In 1888, the Imperial British East Africa Company (IBEA) signed an agreement with the Sultan of Zanzibar, who ceded his rights to the 10 mile coastal strip, except privately held land. This meant that IBEA could effectively administer the strip that ran from Tanzania to the Somali border.
At the beginning of the 20th Century, the building of the railroad and the need to pay its operating expenses had led colonial officials to adopt a policy of encouraging white settlers by offering large blocks of cheap land; also, retiring army officers were offered land as a pension. A few of those who came, such as Lord Delamere, had high social status and connections.
The ﬁrst settlers arrived in Kenya following the building of the Kenya-Uganda Railway from Mombasa to Lake Victoria. The construction saw the ﬁrst major seizure of private land for the project in the interior by the government.
The Commissioner for the Protectorate invoked the Land Acquisition Act of India (1894), which allowed the appropriation of a mile on either side of the railway for the European settlers to farm the “idle” land to repay the investment.
The British Government, acting under the Foreign Jurisdiction Act of 1890, promulgated the East African Lands Order in Council in 1897, which inter alia, empowered the IBEA Commissioner to expropriate available land.
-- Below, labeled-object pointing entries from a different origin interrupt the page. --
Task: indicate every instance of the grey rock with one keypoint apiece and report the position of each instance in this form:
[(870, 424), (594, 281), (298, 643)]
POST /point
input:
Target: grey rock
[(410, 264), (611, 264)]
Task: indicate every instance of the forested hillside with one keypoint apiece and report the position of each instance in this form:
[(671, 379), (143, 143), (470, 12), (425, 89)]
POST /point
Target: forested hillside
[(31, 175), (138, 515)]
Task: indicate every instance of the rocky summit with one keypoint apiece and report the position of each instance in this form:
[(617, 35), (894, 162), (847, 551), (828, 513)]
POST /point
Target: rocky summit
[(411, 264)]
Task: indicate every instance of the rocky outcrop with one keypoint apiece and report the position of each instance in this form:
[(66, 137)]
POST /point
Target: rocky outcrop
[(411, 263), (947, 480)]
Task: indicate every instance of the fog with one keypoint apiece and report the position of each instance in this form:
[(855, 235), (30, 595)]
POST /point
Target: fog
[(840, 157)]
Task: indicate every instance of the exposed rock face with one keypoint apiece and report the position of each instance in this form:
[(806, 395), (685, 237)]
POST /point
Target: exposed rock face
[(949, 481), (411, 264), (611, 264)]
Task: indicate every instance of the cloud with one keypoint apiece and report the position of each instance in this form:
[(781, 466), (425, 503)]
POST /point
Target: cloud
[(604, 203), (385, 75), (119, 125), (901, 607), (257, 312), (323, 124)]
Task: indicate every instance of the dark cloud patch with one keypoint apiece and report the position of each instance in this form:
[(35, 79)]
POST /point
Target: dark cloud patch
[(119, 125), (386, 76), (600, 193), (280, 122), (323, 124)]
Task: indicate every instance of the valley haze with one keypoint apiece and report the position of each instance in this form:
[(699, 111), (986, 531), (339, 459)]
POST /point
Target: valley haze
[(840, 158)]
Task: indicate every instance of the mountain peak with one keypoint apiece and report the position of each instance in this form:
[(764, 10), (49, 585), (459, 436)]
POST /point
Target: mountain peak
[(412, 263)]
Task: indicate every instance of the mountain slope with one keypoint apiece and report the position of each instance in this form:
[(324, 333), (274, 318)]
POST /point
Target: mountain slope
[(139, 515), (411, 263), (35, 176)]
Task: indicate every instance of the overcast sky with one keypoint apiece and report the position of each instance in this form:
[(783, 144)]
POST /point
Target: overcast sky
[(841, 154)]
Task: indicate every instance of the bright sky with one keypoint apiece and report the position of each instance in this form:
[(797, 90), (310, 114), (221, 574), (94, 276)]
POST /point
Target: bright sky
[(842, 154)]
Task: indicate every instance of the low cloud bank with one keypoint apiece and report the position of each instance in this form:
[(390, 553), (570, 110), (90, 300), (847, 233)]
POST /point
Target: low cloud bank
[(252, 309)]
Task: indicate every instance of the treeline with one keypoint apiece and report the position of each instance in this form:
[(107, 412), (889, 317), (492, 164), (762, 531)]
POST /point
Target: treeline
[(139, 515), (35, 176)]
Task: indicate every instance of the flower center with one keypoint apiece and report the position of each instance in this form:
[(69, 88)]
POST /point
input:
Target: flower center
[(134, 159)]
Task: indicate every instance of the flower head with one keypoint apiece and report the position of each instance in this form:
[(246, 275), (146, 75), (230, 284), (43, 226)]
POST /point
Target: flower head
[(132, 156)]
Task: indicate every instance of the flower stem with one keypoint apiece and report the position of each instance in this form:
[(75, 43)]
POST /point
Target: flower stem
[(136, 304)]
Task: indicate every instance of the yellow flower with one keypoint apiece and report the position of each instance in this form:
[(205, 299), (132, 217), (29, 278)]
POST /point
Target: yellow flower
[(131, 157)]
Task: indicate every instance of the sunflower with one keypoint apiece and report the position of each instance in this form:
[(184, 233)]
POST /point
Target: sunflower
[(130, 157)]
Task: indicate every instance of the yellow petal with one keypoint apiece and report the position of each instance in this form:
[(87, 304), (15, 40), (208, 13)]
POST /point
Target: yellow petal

This was followed by a series of laws enacted to expropriate land and encourage colonial settlements. The first was the 1902 Crown Lands Ordinance, which gave the Crown the right over any undeveloped land and powers to sell or rent any land vacated by “natives” to Europeans.
Another law, the Land Titles Ordinance, was passed in 1908 to cover the land formerly under the Sultan at the Coast. Those with claims were asked to present them to a land registration court or the land would be deemed Crown land.
The two sets of laws operated in the country until 1915 when the Crown Land Ordinance of 1902 was repealed, declaring all land including that occupied by Africans as Crown land.
The new law turned Africans into “tenants at will” of the state, and therefore beneficiaries of a trust established by the state to administer the land they occupied.
As a result, the British Protectorate authorities assumed full ownership over all land. Thus customary tenure of land was disregarded and the legislations that followed hardly incorporated customary laws. From the start, the land law was designed to serve the interests of white settlers, who were lured to Kenya to support the Uganda railway infrastructure, and who were rewarded for World War I and II escapades.
It is these laws that partly became the grounds for Kenya’s demand for independence later on.